Faire le théâtre tous les
jours à Avignon
Ce
qui fait le théâtre.
Est-ce
qu’on sait justement ce qui fait le théâtre, qui n’est ni le lieu, ni seulement
un texte, ni une mise en scène, mais peut-être un comédien qui tout à coup
emporte loin ceux qui l’écoutent et le regardent ?
Il
ne s’agit pas de faire théâtre, comme on ferait risette ou dînette, tel qu'on
l’entend dans la langue de maintenant qui dit faire société, sorte de tic de
langage cachant mal le peu de
pensée sous la formulation renvoyant à un conformisme idéologique consternant.
Navrante
utilisation que l’on peut lire au mur, sur la place du Palais des Papes.
Hier
j’ai vu deux pièces où le théâtre se faisait.
J’en
avais vu d’autres où rien n’arrivait de ce qui fait le théâtre.
Mais
là, j’ai un peu mieux compris ce qui pour moi fait le théâtre.
Dans
l’une, à aucun moment le texte n’habitait le lieu, mais la comédienne[1],
magnifique, donnait à voir cet exercice singulier que représente le théâtre
quand il est là, sous nos yeux, exercice sacré qui libère du temps et de
l’espace et nous accorde le temps d’une représentation une liberté vivante.
Dans
l’autre, la beauté du texte enchantait le lieu, mais c’était encore une fois
les comédiens[2] qui
faisaient le théâtre et si je lis le texte seul, je retrouve sa beauté, mais
pas ce qui a fait hier soir pour moi le théâtre.
Ces
étranges communautés éphémères que sont les publics d’Avignon pendant le
festival se rejoignent le temps d’applaudissements et d’émotions partagés. Le
théâtre reste étrange et mystérieux, même (et peut-être encore davantage)

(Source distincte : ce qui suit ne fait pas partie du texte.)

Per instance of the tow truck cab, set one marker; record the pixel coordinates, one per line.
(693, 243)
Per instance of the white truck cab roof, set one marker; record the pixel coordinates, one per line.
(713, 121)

aujourd’hui. Sa nécessité éclate en plein milieu de la ville.
Certes
peu de spectacles font le théâtre à Avignon, pendant le Festival. Ici on croise
des publics variés et parfois quelque chose se produit qui rompt avec les
convenances et les rituels bien rôdés.
Alors
s’éloigne l’ennui.
On
revoit avec plaisir le musicien chanteur (japonais, népalais ?) pour la
même raison car lui aussi fait vivre quelque chose de vivant et d’unique au
milieu des gens venus le samedi soir en ville.
Lui
aussi donne par sa singularité vie au théâtre qui passe par la voix et le
corps, et par sa fragilité même, il nous donne la force de continuer à braver
tous les jours le réel. Il a beau être frêle et isolé face aux gens qui
déambulent devant lui, il poursuit avec obstination son chant contre la mort et
l’ennui.
On
reconnaît chez certains qui le regardent de la reconnaissance, comme dans le
public de la Cour certains soirs ou dans les petits théâtres de la ville.
A
côté, un peu partout, fourmillent banalités et mauvais théâtre, mais peu
importe si nous apercevons un peu de ces comédiens qui, avec constance, font
exister le théâtre.
Alors
nous pouvons nous remettre en chemin.